An Advanced Directive is a document used to appoint a health care representative and to guide decisions for future life-sustaining treatment. An Advanced Directive is often used ahead of any serious illness. A POLST form can supplement the Advanced Directive as it guides decisions for current care and treatment of the patient. The following list represents many of the significant differences between the two:
- Age of Patient: POLST forms apply to patients of all ages, while Advanced Directives apply to individuals over 18 years of age.
- Emergency Care: POLST will apply in the case of treatment by emergency treatment, while an Advanced Directive will not.
- Appointment of an Agent: Advanced Directives will appoint an agent to make treatment decisions based on your wishes if you are not capable of doing so. POLST does not appoint an agent, but can be created by your agent in consultation with a physician.
- Type of Treatment: Advanced Directives generally provide guidance for life-sustaining care generally, while a POLST form covers more specific treatments that may be used. For example, a POLST might provide that the patient does not wish to receive antibiotics, while an Advanced Directive would not cover this.
Additionally, Do Not Resuscitate (DNR) orders generally cover a patient’s wishes to die naturally rather than be administered CPR or other treatments if they stop breathing or their heart stops. POLST may also cover such treatments, but can also cover many other methods of treatment as it has a much broader scope. POLST is sometimes used in place of a DNR order.
Who Benefits from POLST?
The goal of POLST is to provide instructions for care and treatment based on a patient’s current medical condition. As such, its use is recommended for individuals whose death would not be unexpected if it occurred within one year. It is often used for the terminally ill or elderly who are receiving end-of-life care. Without a POLST form, health care providers are required to perform all treatments necessary to sustain the individual’s life.

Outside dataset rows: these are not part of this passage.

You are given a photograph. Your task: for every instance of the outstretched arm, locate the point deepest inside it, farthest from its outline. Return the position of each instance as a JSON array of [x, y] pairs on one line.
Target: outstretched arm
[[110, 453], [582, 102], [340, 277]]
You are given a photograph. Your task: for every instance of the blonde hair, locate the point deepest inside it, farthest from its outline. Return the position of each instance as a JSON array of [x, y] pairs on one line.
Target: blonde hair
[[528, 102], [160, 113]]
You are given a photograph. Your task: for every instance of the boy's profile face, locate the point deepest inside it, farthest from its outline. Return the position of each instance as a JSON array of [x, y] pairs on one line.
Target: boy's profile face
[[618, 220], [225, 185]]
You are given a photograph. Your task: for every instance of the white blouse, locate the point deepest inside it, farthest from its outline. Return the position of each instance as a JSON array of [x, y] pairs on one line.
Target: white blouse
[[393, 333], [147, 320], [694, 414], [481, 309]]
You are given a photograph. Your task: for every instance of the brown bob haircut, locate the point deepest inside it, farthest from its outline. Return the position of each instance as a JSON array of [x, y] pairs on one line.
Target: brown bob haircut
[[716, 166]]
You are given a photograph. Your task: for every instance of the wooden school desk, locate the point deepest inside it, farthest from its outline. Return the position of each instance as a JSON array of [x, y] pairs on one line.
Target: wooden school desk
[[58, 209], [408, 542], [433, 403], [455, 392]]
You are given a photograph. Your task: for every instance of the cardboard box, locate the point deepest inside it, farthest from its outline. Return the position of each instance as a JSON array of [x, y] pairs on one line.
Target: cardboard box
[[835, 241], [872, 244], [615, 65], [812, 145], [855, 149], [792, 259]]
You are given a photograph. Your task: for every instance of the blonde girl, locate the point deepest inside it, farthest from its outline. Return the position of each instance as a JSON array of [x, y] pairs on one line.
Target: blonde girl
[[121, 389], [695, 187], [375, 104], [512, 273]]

Will Doctors Respect My Treatment Preferences?
A POLST form often outlines the patient’s wishes for treatment on a brightly colored paper. The instructions for care must be obeyed by emergency personnel, including paramedics and emergency medical technicians (EMTs). Additionally, any care provided following the emergency must also comport with the POLST.
How Do I Create a POLST Form?
When you are admitted to a health care facility, you may be asked whether you wish to complete a POLST. You can also request one as long as your state recognizes POLST. Your physician or another health care professional will consult with you or your appointed agent regarding your wishes and goals for treatment based on your current prognosis. Together, you will determine which treatments comport with your wishes.
The availability of POLST depends on your state. Most states now have a POLST program, although it may go by a different name. Other common names include:
- Physician Orders for Scope of Treatment (POST)
- Medical Orders for Life-Sustaining Treatment (MOLST)
- Transportable Physician Orders for Patient Preferences (TPOPP)
- A list of programs by state is available through the National POLST Paradigm.
Do I Need an Attorney to Create a POLST?
A POLST form is created between you or your agent and your physician. However, if you have additional questions about planning for your wishes for medical treatment currently or in the future, you might consider discussing the variety of options with a personal injury attorney. Additionally, if your state does not have a POLST program, an attorney can help you create a living will, a durable power of attorney, or a DNR order.